Well-formed Outcomes
In building a Desired State, the quality of the description of the outcomes is important to being able to achieve them.
Assertion: quality of life is dependent upon achieving one’s outcomes in life.
Assertion: the quality (value to the person requesting something) of one’s outcomes is in direct proportion to the well-formedness of the outcome.
Properties of Well-formed Outcomes
Outcomes have the following properties. All of these are necessary in order to make the outcome well-formed.
Specificity: precisely stated action to be performed and result desired from the action. Specific as to outcome, form, place, time, cost, value, person(s):
outcome: what is the desired result from the action? The outcome itself must be stated. A complete picture of the Desired State of the requestor is most useful.
form: what form will the result be needed in?
place: where will the action be performed and where will the result be delivered?
time: when is the result needed and how much time can the action take?
cost: what is the budget for carrying out the action and the cost of materials for the result?
value: how will the person performing the commitment be compensated and how will the requestor be using the result in future work?
person: who is making the request, the commitment response, carrying out the action, delivering the result, receiving the result, and using the result?
Obtainability: the result must be able to be achieved by the person(s) within the specifications made.

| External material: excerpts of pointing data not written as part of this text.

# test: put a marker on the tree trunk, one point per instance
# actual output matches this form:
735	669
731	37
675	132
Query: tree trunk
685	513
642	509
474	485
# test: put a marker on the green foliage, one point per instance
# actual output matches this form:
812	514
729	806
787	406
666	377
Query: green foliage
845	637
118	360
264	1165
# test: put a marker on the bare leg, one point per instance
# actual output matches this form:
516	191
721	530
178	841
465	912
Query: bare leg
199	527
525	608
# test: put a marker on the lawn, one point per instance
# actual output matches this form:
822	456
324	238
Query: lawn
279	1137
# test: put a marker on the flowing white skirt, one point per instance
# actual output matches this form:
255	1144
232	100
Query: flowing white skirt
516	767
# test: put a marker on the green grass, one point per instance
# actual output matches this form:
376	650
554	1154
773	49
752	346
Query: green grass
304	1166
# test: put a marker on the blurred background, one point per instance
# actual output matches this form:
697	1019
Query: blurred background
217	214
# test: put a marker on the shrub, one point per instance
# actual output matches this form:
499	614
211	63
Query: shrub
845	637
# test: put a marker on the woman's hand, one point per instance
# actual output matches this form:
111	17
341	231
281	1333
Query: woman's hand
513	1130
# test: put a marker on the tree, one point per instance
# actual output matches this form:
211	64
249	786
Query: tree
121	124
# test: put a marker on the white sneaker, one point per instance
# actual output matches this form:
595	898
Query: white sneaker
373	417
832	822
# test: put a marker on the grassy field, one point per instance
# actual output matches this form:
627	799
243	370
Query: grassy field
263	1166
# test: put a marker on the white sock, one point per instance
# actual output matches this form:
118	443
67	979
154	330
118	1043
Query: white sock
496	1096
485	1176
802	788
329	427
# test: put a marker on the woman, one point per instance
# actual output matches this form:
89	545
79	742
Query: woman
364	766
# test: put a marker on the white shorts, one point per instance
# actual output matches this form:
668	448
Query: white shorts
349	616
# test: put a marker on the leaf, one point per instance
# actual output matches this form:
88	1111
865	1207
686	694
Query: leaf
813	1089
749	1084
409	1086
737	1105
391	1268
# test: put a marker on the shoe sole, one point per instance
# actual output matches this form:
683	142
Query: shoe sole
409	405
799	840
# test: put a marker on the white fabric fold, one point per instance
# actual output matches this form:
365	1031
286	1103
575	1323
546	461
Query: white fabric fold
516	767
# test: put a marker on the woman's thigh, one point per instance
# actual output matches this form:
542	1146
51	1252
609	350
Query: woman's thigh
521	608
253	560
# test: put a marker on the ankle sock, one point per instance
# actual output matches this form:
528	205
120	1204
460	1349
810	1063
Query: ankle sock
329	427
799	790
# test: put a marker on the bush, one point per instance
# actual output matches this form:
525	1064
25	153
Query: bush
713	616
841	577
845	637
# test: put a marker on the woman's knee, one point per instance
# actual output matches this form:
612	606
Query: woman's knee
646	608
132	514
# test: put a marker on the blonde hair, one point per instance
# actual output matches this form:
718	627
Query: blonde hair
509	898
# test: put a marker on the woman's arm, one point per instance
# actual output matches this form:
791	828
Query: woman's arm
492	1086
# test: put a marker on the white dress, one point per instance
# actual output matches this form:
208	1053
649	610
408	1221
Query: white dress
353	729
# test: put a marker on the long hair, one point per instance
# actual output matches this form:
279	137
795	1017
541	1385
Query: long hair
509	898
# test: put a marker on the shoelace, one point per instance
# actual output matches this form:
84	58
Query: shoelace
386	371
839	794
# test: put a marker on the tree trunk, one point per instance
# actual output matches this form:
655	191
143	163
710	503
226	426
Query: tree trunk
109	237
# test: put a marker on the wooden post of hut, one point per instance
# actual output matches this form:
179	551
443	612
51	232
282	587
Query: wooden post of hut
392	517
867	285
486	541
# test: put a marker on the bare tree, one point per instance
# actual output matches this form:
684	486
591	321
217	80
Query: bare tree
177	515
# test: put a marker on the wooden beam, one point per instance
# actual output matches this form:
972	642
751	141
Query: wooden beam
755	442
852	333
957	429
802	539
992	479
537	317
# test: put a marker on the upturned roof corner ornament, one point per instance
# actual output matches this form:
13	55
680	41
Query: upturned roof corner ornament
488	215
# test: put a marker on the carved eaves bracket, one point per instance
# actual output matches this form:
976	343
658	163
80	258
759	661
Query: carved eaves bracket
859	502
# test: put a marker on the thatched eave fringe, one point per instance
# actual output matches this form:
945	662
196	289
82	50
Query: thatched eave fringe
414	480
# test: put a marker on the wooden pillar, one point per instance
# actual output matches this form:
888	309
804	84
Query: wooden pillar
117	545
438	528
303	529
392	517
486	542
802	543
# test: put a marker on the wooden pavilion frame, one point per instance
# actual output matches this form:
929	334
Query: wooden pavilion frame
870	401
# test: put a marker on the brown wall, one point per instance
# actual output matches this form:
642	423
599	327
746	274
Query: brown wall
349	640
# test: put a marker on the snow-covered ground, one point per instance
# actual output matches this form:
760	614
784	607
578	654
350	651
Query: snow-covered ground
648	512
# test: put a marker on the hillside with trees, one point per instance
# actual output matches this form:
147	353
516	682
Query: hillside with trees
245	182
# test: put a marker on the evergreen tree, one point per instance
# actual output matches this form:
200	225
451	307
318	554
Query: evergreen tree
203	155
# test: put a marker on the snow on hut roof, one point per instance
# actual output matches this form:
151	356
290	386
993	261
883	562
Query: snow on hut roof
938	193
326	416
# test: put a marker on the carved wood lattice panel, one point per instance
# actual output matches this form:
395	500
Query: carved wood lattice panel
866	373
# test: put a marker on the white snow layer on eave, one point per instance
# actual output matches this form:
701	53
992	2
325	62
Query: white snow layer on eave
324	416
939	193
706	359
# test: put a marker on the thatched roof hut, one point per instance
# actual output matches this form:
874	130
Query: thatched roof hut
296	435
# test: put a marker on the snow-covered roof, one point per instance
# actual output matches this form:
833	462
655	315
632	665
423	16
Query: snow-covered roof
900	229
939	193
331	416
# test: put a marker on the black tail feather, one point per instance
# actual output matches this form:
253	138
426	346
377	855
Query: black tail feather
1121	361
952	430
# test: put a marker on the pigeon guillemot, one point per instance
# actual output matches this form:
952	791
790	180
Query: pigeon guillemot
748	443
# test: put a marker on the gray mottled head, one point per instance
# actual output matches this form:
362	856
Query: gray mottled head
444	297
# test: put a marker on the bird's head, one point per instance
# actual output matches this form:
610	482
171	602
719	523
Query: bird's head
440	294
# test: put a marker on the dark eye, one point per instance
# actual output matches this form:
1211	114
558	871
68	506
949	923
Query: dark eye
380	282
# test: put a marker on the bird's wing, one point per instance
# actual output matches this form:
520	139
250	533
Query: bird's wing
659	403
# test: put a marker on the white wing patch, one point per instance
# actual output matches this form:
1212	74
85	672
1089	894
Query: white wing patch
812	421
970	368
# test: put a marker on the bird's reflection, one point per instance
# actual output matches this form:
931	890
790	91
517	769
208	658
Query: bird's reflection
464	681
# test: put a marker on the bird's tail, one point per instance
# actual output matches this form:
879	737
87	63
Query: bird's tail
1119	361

Positive: the commitment is for what is wanted, not what is not wanted. There are no statements of the form “Don’t do …” or “I don’t want…”. A positive outcome is easier and richer to specify than the list of things it isn’t supposed to be.
Appropriate chunk size: the result requested can be negotiated in a single setting. The requestor must be able to use the result delivered
Ecological: the outcome is not harmful to any of those involved, and furthers the goals and needs of the requestor.